The Defense Information Systems Agency is undergoing key technology transformational initiatives that stem from a holistic, Defense Department-wide, end-to-end cybersecurity approach.
And it starts with the 2018 DOD Cyber Strategy, which, among other things, outlines five cyberspace objectives from ensuring the Joint Force can achieve its missions in the cyberdomain, to defeating cyberattacks and securing DOD information systems. The strategy also sets a vision for addressing and implementing the National Security Strategy and National Defense Strategy.
“I think everyone’s happy to see and report that the National Cyber Strategy and the Defense Cyber Strategy are really pretty closely aligned,” Lisa Belt, cyber development executive at DISA, said Oct. 4 at GovernmentCIO Media’s CXO Tech Forum: The State of Cyber.
And of DOD Chief Information Officer Dana Deasy’s outlined cyber initiatives, Belt said ultimately, Deasy is taking the department through a more holistic enterprisewide approach to how it looks at cybersecurity.
Belt said the Program Objective Memorandums and budget cycles are out of sync and out of cycle with the technology advancement and evolution cycle, causing challenges for DOD as it tries to keep pace with its existing mechanisms and processes.
“[Deasy’s] foot-stomping point has been look, you can’t piecemeal this. If we don’t take an end-to-end look at cybersecurity to include workforce development and the systems and weapons platforms, we’re not going to get there from here,” she said.
So, DISA has been transforming tactically and strategically.
From a tactical edge, over the past couple years, the agency has been taking 10 to 12 years worth of developmental and deployment work — a lot of it partnered with the National Security Agency — which have have grown to point solutions, and working to better integrate them. Point solutions are used to solve one particular problem, can be implemented quickly and usually without regard to other related issues.
“It’s been a lot harder than I would have projected at the onset,” Belt said, but DISA engineers are finally seeing opportunities for convergence. And the tools DISA is deploying keeps pace with the general cybersecurity marketplace.
But there has been a challenge here, too. Belt said the solutions coming out of industry tend to be proprietary integrated solutions that make it hard for DISA in terms of data rights and ownership.
So, she asked the community, collectively, to think about ways to advance this cause, through creative thinking or even interesting business model changes.
Strategically, Belt said there are two major transformational efforts that are the “biggest bang for the buck” in her leg of the mission space.

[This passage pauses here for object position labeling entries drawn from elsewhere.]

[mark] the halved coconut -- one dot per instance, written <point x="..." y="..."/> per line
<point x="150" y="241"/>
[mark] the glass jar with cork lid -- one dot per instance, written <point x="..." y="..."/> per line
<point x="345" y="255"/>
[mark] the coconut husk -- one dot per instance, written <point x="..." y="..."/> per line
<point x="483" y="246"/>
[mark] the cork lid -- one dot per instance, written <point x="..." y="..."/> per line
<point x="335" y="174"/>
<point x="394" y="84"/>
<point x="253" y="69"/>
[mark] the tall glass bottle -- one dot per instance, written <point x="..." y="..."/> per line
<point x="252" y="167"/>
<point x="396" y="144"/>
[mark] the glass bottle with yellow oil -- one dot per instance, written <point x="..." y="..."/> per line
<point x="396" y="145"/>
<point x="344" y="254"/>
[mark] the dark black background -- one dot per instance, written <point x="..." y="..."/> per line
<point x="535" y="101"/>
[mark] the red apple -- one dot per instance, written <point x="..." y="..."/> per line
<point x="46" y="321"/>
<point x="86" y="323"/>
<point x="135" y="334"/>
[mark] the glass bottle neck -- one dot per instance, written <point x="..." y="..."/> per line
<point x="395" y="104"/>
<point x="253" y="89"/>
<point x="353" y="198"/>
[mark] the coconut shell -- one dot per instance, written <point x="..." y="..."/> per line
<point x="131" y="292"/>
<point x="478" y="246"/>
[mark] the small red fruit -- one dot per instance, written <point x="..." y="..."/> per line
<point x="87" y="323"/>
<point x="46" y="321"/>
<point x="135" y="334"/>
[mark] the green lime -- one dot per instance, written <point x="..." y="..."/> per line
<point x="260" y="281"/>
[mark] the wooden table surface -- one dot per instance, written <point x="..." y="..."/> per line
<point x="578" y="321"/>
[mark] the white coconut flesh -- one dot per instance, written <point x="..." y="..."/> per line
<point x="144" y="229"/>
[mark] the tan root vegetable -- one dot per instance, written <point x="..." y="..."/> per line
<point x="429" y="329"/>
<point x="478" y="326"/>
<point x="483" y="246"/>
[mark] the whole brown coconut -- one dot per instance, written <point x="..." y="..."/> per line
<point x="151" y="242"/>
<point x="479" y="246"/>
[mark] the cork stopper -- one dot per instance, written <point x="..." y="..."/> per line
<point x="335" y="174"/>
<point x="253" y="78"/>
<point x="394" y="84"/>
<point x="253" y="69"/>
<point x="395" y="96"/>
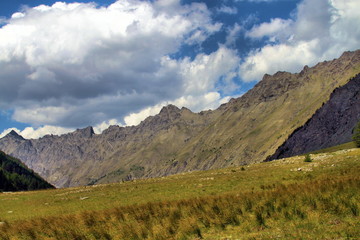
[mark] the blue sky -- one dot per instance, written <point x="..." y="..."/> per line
<point x="68" y="65"/>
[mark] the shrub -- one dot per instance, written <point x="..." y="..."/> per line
<point x="307" y="158"/>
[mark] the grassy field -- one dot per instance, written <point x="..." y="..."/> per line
<point x="283" y="199"/>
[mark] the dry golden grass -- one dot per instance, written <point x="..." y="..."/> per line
<point x="319" y="202"/>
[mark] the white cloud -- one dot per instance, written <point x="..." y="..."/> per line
<point x="227" y="10"/>
<point x="233" y="34"/>
<point x="206" y="101"/>
<point x="34" y="133"/>
<point x="320" y="30"/>
<point x="275" y="26"/>
<point x="202" y="74"/>
<point x="74" y="65"/>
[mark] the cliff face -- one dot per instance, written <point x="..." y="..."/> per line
<point x="15" y="176"/>
<point x="331" y="125"/>
<point x="242" y="131"/>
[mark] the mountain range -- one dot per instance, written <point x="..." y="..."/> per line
<point x="248" y="129"/>
<point x="15" y="176"/>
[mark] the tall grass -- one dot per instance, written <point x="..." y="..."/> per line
<point x="310" y="204"/>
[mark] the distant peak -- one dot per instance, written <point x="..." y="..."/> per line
<point x="169" y="108"/>
<point x="14" y="134"/>
<point x="86" y="132"/>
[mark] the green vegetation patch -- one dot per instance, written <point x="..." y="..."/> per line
<point x="287" y="198"/>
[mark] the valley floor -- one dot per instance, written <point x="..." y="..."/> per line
<point x="282" y="199"/>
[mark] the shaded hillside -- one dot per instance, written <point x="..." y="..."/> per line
<point x="331" y="125"/>
<point x="245" y="130"/>
<point x="15" y="176"/>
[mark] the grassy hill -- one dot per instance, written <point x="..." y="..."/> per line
<point x="284" y="199"/>
<point x="15" y="176"/>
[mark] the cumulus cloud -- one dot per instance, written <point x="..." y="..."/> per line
<point x="34" y="133"/>
<point x="73" y="65"/>
<point x="227" y="10"/>
<point x="207" y="101"/>
<point x="318" y="31"/>
<point x="275" y="26"/>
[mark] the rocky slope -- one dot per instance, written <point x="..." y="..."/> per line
<point x="331" y="125"/>
<point x="15" y="176"/>
<point x="245" y="130"/>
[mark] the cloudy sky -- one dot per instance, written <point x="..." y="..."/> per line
<point x="68" y="65"/>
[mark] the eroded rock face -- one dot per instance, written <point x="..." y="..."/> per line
<point x="242" y="131"/>
<point x="331" y="125"/>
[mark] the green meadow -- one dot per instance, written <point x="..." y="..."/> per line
<point x="283" y="199"/>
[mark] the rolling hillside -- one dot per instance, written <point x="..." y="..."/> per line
<point x="288" y="198"/>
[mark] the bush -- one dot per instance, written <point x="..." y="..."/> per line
<point x="307" y="158"/>
<point x="356" y="136"/>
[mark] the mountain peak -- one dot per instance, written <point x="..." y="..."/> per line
<point x="87" y="132"/>
<point x="170" y="109"/>
<point x="15" y="135"/>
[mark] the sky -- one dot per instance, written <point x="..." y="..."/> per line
<point x="68" y="65"/>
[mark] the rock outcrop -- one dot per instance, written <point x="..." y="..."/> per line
<point x="331" y="125"/>
<point x="242" y="131"/>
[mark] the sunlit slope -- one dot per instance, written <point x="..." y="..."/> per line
<point x="320" y="197"/>
<point x="255" y="125"/>
<point x="243" y="131"/>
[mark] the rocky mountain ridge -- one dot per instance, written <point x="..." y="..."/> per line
<point x="242" y="131"/>
<point x="331" y="125"/>
<point x="15" y="176"/>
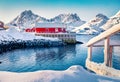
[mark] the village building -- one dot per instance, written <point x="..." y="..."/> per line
<point x="55" y="30"/>
<point x="1" y="25"/>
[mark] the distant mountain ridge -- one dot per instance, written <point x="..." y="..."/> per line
<point x="100" y="23"/>
<point x="28" y="19"/>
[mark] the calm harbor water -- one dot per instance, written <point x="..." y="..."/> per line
<point x="55" y="58"/>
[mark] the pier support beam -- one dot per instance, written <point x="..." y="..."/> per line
<point x="106" y="51"/>
<point x="90" y="52"/>
<point x="110" y="56"/>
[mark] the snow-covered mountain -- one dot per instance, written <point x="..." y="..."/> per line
<point x="93" y="26"/>
<point x="70" y="19"/>
<point x="28" y="19"/>
<point x="112" y="21"/>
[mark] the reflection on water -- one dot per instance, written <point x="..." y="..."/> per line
<point x="55" y="58"/>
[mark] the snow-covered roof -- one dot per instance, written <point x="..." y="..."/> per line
<point x="50" y="25"/>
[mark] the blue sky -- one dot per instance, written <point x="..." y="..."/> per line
<point x="86" y="9"/>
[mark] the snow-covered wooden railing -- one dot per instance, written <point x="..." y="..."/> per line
<point x="108" y="47"/>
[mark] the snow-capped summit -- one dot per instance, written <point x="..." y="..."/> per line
<point x="27" y="19"/>
<point x="93" y="26"/>
<point x="112" y="21"/>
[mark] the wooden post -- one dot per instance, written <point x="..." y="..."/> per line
<point x="90" y="52"/>
<point x="106" y="51"/>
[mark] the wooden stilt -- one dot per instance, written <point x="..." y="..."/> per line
<point x="90" y="52"/>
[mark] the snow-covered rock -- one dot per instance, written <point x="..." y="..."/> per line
<point x="93" y="26"/>
<point x="112" y="21"/>
<point x="72" y="74"/>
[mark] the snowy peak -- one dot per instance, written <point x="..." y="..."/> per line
<point x="27" y="19"/>
<point x="117" y="14"/>
<point x="98" y="21"/>
<point x="101" y="16"/>
<point x="112" y="21"/>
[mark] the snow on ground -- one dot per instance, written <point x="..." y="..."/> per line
<point x="73" y="74"/>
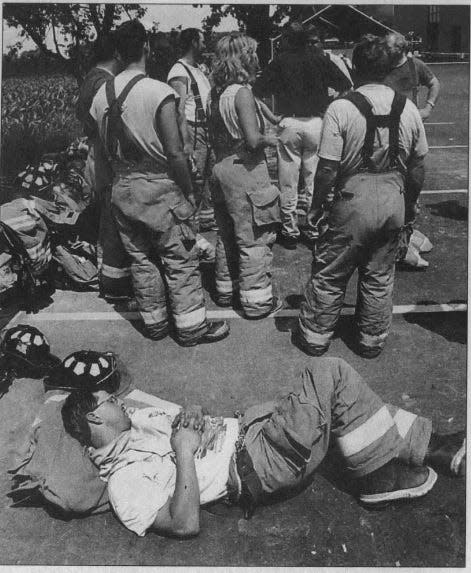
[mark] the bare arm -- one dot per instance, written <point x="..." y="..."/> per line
<point x="168" y="130"/>
<point x="245" y="107"/>
<point x="432" y="96"/>
<point x="268" y="114"/>
<point x="180" y="516"/>
<point x="414" y="182"/>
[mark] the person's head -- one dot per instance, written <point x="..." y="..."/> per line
<point x="26" y="352"/>
<point x="91" y="371"/>
<point x="92" y="420"/>
<point x="131" y="42"/>
<point x="295" y="36"/>
<point x="192" y="40"/>
<point x="397" y="46"/>
<point x="371" y="60"/>
<point x="236" y="60"/>
<point x="314" y="39"/>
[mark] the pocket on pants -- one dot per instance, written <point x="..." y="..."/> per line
<point x="265" y="205"/>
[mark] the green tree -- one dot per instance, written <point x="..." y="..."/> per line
<point x="261" y="21"/>
<point x="72" y="27"/>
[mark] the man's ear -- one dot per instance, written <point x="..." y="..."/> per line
<point x="93" y="418"/>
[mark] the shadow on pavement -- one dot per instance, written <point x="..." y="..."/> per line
<point x="450" y="210"/>
<point x="451" y="325"/>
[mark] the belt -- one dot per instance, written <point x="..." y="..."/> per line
<point x="244" y="486"/>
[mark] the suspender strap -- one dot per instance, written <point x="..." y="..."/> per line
<point x="200" y="113"/>
<point x="114" y="124"/>
<point x="415" y="81"/>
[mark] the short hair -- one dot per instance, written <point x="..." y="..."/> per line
<point x="74" y="415"/>
<point x="296" y="35"/>
<point x="397" y="46"/>
<point x="187" y="37"/>
<point x="105" y="48"/>
<point x="371" y="59"/>
<point x="131" y="37"/>
<point x="236" y="60"/>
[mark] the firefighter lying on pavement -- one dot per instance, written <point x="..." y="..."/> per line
<point x="160" y="468"/>
<point x="152" y="195"/>
<point x="371" y="153"/>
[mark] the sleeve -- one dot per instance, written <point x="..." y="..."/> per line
<point x="332" y="141"/>
<point x="136" y="498"/>
<point x="335" y="78"/>
<point x="425" y="76"/>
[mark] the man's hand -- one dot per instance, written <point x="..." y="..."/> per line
<point x="185" y="440"/>
<point x="411" y="212"/>
<point x="425" y="111"/>
<point x="190" y="416"/>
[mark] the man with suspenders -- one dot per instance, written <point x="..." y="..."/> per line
<point x="190" y="82"/>
<point x="407" y="75"/>
<point x="371" y="170"/>
<point x="152" y="195"/>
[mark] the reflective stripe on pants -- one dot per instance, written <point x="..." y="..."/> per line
<point x="243" y="249"/>
<point x="363" y="234"/>
<point x="161" y="261"/>
<point x="288" y="439"/>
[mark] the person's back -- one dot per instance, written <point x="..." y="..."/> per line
<point x="138" y="115"/>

One is getting after next-generation identity and authentication, which Belt said is fundamental to everything DISA does, and is critical as the agency moves toward automation and orchestration of “human out-of-the-loop decision making,” which she said has to happen.
And DISA is exploring the use of blockchain for identity, too. “We’ve got a group within DISA who’s looking at what apps make sense for blockchain,” Belt said, and she sees an application for it in identity and how DISA distributes its networks to apply blockchain to a defense-in-depth perspective.
The other strategic initiative DISA is tackling is data rationalization and data sharing. Data rationalization is a managed metadata environment application that creates concepts and categories for a domain into structured data, making it easier to search and connect inferences for computer (or human) reasoning.
And these data efforts are important to cybersecurity, because, as Belt put it, “if we don’t get those two things right, we should probably just go home.”